‘Twas a fellow of infinte jest.

RIP David Foster Wallace. May flights of angels sing thee to thy rest.

I don’t know how to react to this. I still feel like it has to be some fucking awful joke. I feel like this can’t be true. Whatever faith I have in grace and order tells me this shouldn’t be true. My love for DFW is greater than my affection for any other author, and as I write this I am palpably impacted by how feeble a connection this bond may be. His word have literally shaped the way I conceptualize life. I am not being generous when I say that, had I never listened to him, I would be a much more shallow and sad human being. As a graduate student, I teach composition at a major research university, and I have recently centered my courses around the Commencement speech he gave to my graduating class at Kenyon in 2005. On that day he spoke about our ability to control what he refered to as “the default setting,” and to approach the world as a place where each of us are not the only meaningful being in existense. That is to say, that with a little extra effort on each of our parts, we could realize that the people around us have lives that are fully realized and fully separate from us, and that with a little extra effort we could consider the people around us as reacting to their own lives, and not existing only in the form which they affect out own lives.

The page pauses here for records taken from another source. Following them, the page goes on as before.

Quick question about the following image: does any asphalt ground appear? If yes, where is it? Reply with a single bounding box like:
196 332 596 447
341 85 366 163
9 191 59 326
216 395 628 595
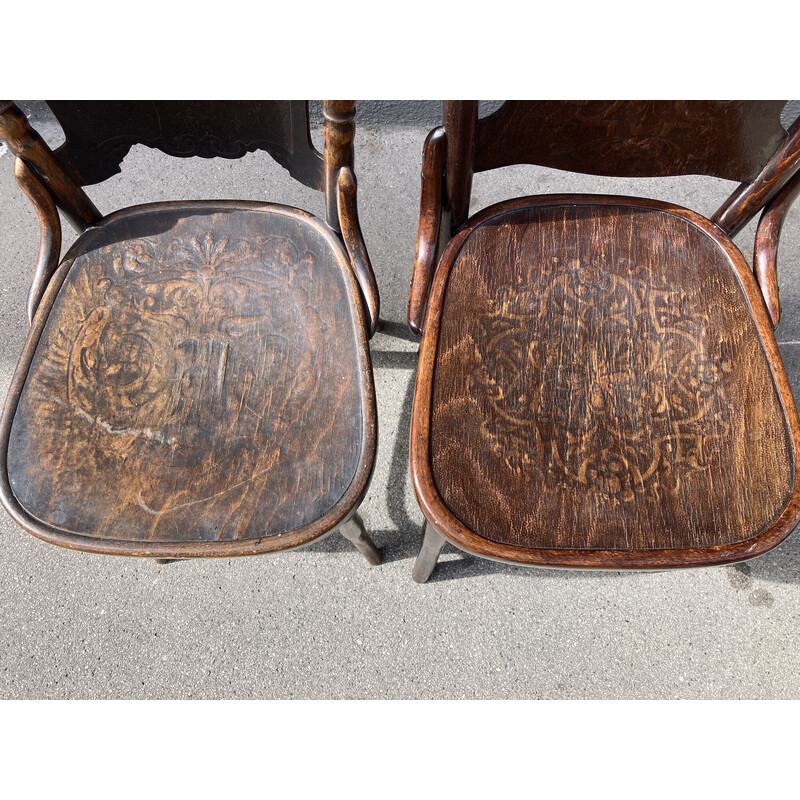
0 106 800 699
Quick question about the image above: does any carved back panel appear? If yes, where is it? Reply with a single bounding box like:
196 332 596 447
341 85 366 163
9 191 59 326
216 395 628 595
48 100 324 191
468 100 786 181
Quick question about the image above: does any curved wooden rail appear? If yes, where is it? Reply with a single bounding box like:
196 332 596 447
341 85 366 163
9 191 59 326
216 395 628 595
0 100 102 231
753 173 800 326
408 128 449 335
711 118 800 239
336 167 380 337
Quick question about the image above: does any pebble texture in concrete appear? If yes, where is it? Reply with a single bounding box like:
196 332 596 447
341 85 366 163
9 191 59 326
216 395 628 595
0 105 800 698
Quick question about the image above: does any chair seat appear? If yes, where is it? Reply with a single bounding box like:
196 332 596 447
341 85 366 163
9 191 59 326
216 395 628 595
3 202 375 557
412 195 800 568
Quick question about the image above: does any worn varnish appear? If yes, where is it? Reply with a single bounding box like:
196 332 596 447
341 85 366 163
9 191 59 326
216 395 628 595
472 100 786 181
3 203 374 555
431 200 794 550
47 100 322 190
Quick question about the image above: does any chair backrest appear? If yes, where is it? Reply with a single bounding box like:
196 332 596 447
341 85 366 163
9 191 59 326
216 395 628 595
47 100 324 191
445 100 800 233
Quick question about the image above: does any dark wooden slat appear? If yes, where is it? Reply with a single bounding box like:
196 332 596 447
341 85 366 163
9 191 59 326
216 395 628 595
0 203 376 557
444 100 478 230
43 100 323 190
753 174 800 325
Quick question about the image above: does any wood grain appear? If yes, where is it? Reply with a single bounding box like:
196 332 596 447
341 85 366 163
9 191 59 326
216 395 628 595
47 100 323 190
14 158 61 322
444 100 478 228
2 202 376 557
474 100 786 181
753 174 800 326
711 119 800 237
408 128 450 334
412 195 800 568
0 100 102 231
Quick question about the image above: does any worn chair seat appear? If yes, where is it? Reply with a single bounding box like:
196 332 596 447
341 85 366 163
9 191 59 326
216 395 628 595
2 202 376 557
411 195 799 568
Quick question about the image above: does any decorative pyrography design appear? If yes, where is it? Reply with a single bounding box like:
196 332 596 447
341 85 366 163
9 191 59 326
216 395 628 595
472 258 733 503
9 220 360 540
552 100 719 163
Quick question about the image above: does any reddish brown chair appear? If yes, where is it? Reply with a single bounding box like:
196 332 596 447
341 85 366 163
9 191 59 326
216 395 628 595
408 101 800 582
0 101 381 564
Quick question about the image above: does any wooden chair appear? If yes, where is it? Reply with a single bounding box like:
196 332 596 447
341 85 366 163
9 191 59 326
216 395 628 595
0 101 381 564
408 101 800 582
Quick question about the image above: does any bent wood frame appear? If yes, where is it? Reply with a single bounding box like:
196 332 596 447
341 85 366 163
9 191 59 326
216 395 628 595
410 194 800 568
0 200 378 559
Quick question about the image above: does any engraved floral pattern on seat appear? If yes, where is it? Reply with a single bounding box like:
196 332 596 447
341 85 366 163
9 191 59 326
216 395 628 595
11 216 360 540
471 258 732 503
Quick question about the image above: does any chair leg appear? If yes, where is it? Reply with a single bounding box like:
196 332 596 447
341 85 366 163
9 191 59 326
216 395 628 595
339 514 383 566
411 520 447 583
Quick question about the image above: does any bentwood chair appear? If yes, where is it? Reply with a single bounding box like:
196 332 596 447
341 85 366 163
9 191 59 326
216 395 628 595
409 101 800 582
0 101 381 564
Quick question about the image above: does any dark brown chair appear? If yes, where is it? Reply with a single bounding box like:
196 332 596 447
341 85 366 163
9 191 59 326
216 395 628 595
409 101 800 582
0 101 381 564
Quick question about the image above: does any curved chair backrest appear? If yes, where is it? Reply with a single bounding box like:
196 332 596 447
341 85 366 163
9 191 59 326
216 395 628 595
47 100 324 191
444 100 800 232
0 100 355 232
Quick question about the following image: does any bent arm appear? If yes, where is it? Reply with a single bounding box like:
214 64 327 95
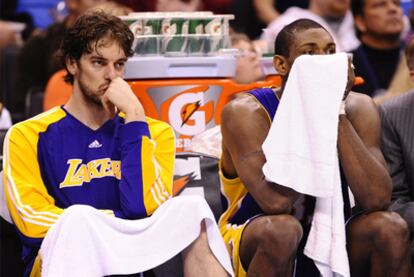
338 93 391 211
221 97 298 215
3 127 64 238
379 102 414 231
115 121 175 219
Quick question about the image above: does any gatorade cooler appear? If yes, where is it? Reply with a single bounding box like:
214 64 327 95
121 12 280 152
125 56 280 152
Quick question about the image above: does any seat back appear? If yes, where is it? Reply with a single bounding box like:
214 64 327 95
173 152 223 220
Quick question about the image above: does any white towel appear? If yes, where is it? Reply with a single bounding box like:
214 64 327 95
263 53 350 276
39 196 233 277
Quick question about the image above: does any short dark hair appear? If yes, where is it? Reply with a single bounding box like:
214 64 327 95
59 11 134 84
275 18 326 57
351 0 365 38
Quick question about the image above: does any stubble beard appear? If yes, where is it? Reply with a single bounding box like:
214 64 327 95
79 77 104 109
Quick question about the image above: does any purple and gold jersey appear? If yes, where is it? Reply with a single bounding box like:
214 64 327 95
3 107 175 275
219 88 279 277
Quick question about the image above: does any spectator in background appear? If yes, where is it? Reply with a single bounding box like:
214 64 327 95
13 0 131 119
116 0 233 14
230 0 308 40
351 0 404 97
261 0 359 52
230 33 264 84
0 0 34 40
379 34 414 264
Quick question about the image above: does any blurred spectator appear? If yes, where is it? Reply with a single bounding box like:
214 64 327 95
379 36 414 265
13 0 131 118
0 0 34 40
261 0 359 52
230 0 308 39
0 20 24 49
352 0 404 97
231 33 264 84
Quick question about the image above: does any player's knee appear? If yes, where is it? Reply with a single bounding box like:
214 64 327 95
260 215 302 256
373 212 410 262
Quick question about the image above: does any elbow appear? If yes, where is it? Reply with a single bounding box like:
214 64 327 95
361 197 391 212
121 201 147 220
359 173 392 212
361 181 391 212
259 199 293 215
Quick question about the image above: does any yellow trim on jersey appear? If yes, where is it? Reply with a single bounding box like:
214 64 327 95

Which is to say, that even as his suicide this evening affects me painfully and potently, I am trying to concieve of this event in a way that does not anchor around my personal feelings of loss and confusion. I am heartbroken that he will never write another story or essay, and I am also heartbroken that he will not have the opportunity to impact others  with new ideas the same way he has impacted me. But I am also grieved that he felt his life had devolved to the point where he felt the only option was to end his own life. He taught me that I am in control of what I decide is worth thinking about, and I mourn that DFW arrived at a place where he felt he had lost that control. I do not know what he was thinking about in his last moments, but it seems that whatever it was, it did not bring him peace. I can only pray (something I rarely do) that his words demonstrate for many of us a philosophy that guides us in positively evaluating how we lead our own lives.

Thank you for what you have taught me. May you find the peace and clarity you seek.

Te occidere possunt sed te edere non possunt nefas est.